Of course, it't possible that I'm being cowardly. I mean, I could toughen up and be a brilliant and compassionate human being who loves these girls in spite of themselves. I could dedicate all my time to reading up on child psychology and leadership, so as to become the kind of leader who takes things like their wanting to be able to use their cell phones to talk to people during the troop meeting in stride.

Or I could say the hell with it and use that time on me. Selfish, yes, but at 41 I have a limited amount of life left and with no husband and no family if I don't take care of myself no one else will. I feel the need to invest my time in people who might possibly come to my funeral, and that doesn't describe this group of girls.

It would be hard on Linda, though--her daughter is in the troop (and, to be fair, her daughter isn't really one of the toxic ones) and she's unlikely to quit while her daughter is still in Scouts.

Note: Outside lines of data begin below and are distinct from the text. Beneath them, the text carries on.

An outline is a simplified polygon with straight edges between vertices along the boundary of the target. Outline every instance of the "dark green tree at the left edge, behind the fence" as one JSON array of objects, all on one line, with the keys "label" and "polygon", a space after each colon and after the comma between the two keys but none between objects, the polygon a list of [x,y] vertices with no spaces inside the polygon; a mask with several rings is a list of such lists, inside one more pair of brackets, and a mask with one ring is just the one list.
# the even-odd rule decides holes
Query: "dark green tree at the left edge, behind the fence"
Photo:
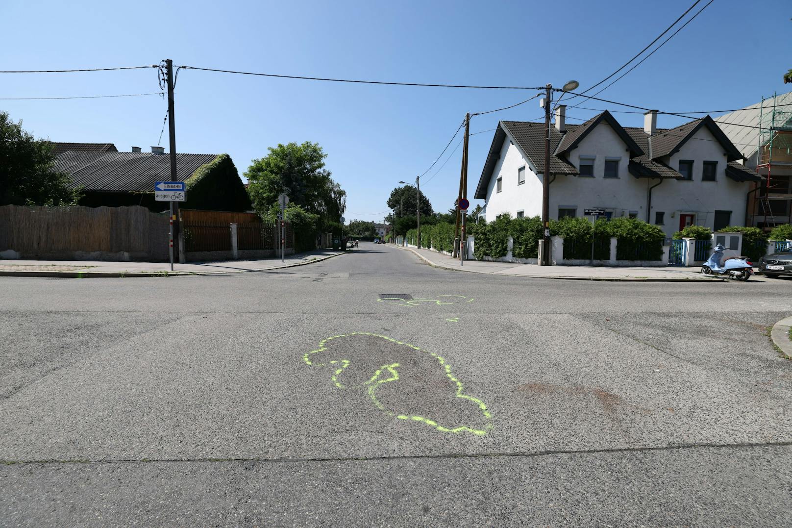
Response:
[{"label": "dark green tree at the left edge, behind the fence", "polygon": [[36,140],[0,112],[0,205],[76,205],[68,174],[55,172],[51,143]]}]

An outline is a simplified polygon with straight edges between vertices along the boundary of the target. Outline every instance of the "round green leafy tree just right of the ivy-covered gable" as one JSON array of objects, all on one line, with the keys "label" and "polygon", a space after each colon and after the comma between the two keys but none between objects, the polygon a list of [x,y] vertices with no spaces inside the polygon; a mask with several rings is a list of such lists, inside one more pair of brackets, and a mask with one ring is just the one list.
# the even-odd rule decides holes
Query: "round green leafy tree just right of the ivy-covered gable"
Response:
[{"label": "round green leafy tree just right of the ivy-covered gable", "polygon": [[318,216],[318,228],[338,222],[346,209],[346,192],[325,168],[327,155],[318,143],[278,144],[254,159],[245,171],[253,208],[267,212],[286,193],[289,201]]}]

I'm committed to riding out the school year before I make the final decision, so that if I do leave she has time to find another co-leader. And it would be hard on me, because I have come to treasure our post-meeting dinners together, where we would talk about politics and religion and what we wanted to be when we grew up. What could I find that could replace that? Could anything replace that?

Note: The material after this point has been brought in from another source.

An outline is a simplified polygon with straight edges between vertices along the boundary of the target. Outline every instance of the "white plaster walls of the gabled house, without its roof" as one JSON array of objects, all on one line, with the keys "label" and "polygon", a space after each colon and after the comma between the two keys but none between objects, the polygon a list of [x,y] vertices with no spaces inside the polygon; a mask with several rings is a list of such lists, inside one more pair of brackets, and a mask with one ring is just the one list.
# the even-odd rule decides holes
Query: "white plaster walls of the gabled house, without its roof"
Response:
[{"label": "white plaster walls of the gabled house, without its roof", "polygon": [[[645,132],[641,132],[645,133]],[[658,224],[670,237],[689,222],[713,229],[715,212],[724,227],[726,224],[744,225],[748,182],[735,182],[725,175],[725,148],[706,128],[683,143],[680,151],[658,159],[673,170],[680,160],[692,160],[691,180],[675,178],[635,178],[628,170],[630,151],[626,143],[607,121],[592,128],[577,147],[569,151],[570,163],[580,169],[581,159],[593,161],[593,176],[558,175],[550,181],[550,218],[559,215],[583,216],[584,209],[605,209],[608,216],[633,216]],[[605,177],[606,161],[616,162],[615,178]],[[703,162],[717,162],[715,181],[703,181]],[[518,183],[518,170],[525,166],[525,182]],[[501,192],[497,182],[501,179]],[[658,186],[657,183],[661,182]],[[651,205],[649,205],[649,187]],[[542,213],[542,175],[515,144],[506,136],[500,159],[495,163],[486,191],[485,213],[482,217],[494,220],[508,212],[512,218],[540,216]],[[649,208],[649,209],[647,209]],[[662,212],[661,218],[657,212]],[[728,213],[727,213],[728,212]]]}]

All this emoting may be moot, however--my mom's cancer has left my dad in bad financial straits, and I feel compelled to help out. This would mean getting a second job, or getting one that pays more than the one I have now, and that could end my involvement with Scouts right there. But saying "I'm quitting because of work" is different from saying "I'm quitting because I don't want do do this anymore", and I think I need to decide what it is I really feel about this.